My system is on shared hosting on an apache server - wrote in php and I use parts of phpBB to get it to work, but if you are using something similar - I can share my source and you can adapt it to your needs. If you have a bulletin board - make sure that you only allow registered users to post on your board - because bbs get spammed like mad.

What I do is a 4 pronged attack.

1.) System side - I have quite a bit blocked via .htaccess using deny for certain IP blocks and also some mod_rewrite rules. Also I have no indexing of any of my forms permitted by search engines in my robots.txt.

2.) Generate & set a sessionID for the user (I use the phpBB sessionID because I allow a bypass of all the spam filters for the users of my bulletin board to bypass step 3 & step 3)- and put this sessionID in the form as a hidden field. When a user or spammer submits the form – check that you have a sessionID and check the sent sessionID against the user’s sessionID and if they match - go to the next step, because if they posted directly this sessionID will not exist, or will not match against a newly generated session.

Unfortunately some spammers will read your page & headers and get the sessionID from the headers and form and send correct headers & it will look like a real request.

3.) I send all the data from a post to linksleeve’s XML RPC - they check the URLs in the content and will send back a reject for URLs in their system.

check it out at:
http://www.linksleeve.org

Unfortunately linksleeve is still pretty new - so some gets through.

4.) I break the whole post into words by the spaces - do a replace on the whacky characters, and then match the words against my own spam_words.txt file.

If one word matches a spam word - I reject the post.

But still some gets through, but it is down from hundreds of spams per day to about 10 or 20.

I still have to add occasional spam words - but this final step helps.

My stats for blocked posts yesterday alone were:

130 blocked by .htaccess
605 blocked by the sessionID method
40 blocked by linksleve
19 blocked by keyword
And I didn’t have to use a captcha and I still can allow my phpBB users to bypass the spam filters - all of this is behind the scenes and doesn’t disrupt the flow for visitors on my site.

I was considering adding this method - placing a blank input form field in a div which is hidden using an external css file to see if it helps any more - it does sound like a good trick.

I was looking at today’s 403s not yesterday’s - requests blocked by .htaccess yesterday was 323.

Here is some of the code I used if anyone wants to adapt it:
http://www.punkhistorycanada.ca/test/SPAMSTUFF.zip

Thanks for all the suggestions. As I mentioned in the OP, I tried renaming the address field, and sure enough, I started getting messages that looked just like the previous ones, but without the glurge in the (renamed) address field. Therefore whatever bot is doing this is so dumb it only looks for the “address” field.
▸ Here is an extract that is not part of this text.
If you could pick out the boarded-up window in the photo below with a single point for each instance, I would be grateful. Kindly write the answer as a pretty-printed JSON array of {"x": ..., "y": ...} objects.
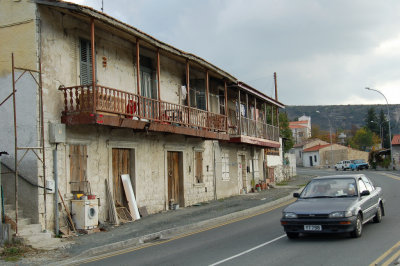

But since getting a bunch of replies without glurge is only slightly less annoying than getting replies with glurge, and since only one form on the site is being spammed (at the moment), I have taken the following steps: I replaced the existing page with an identical one with a different name. I left the one with the original name on the site, but with with its form essentially deactivated. It behaves the same way as the old one, but it doesn’t send an e-mail or save any data to a file. No other pages on the site link to it. (The renamed one is linked to all the pages that the old one was.) So presumably the bot will continue looking for the old file, filling it in, and hitting submit. But nothing will happen.

Now, if the bots get tired of this, or get smarter, or decide to start spamming other forms, I may have to take some of the measures you’ve suggested. Till then, thanks again for your help.